Según el tribunal, no ha quedado acreditado que existiera engaño penalmente relevante y subraya que el Ayuntamiento de Madrid autorizó las compras atendiendo al precio final que acordaron con los acusados, las características del producto y las condiciones de entrega, sin que la existencia o cuantía de las comisiones formara parte esencial del consentimiento.
Asimismo, los magistrados del TSJM han argumentado que no se ha probado que los acusados conocieran de antemano las incidencias posteriores en la calidad de algunos de los productos que vendieron al Consistorio, ni que actuaran con ánimo defraudatorio en perjuicio del ayuntamiento o de la empresa municipal que gestionó los contratos.
"No podemos afirmar, en el presente caso, la conciencia y voluntad de producir un engaño con potencialidad lesiva relevante. Los contratos no se presentan con intención de perjudicar a terceros, sino simplemente para cumplir con la normativa de prevención de blanqueo", han precisado, y subrayan que "las acusaciones no asocian la falsedad atribuida a los acusados a ningún ánimo de perjuicio".

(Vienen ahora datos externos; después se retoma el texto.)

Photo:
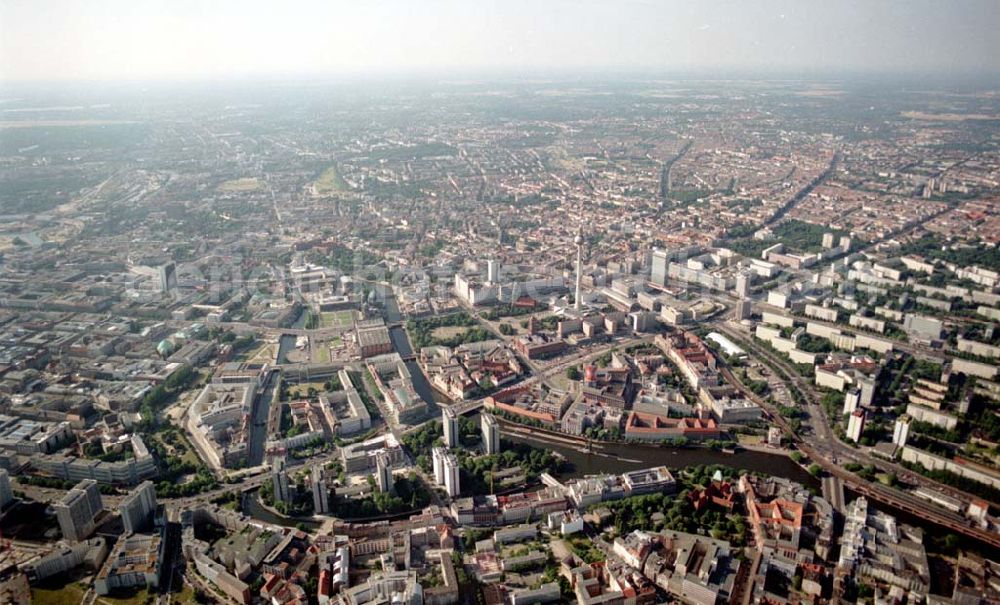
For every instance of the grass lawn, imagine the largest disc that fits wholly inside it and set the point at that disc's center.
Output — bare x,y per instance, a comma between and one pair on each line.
330,182
321,354
265,352
134,597
449,331
245,184
335,319
70,593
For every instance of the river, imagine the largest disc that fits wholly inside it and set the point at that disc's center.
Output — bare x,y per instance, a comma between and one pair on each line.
401,342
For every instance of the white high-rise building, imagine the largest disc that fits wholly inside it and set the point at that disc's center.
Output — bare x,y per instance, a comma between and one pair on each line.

Para los jueces, la sentencia de la Audiencia de Madrid está motivada, no es arbitraria ni ilógica y se ajusta a las reglas de la "sana crítica", y recuerdan los límites legales y constitucionales para revocar sentencias absolutorias en segunda instancia, especialmente cuando la pretensión de las acusaciones exige una nueva valoración de pruebas practicadas en el juicio oral.
En consecuencia, el tribunal desestima todos los recursos interpuestos y confirma en su integridad el fallo de la Audiencia Provincial de Madrid, poniendo fin en esta instancia al procedimiento penal derivado del denominado Caso Mascarillas, si bien cabe recurso de casación.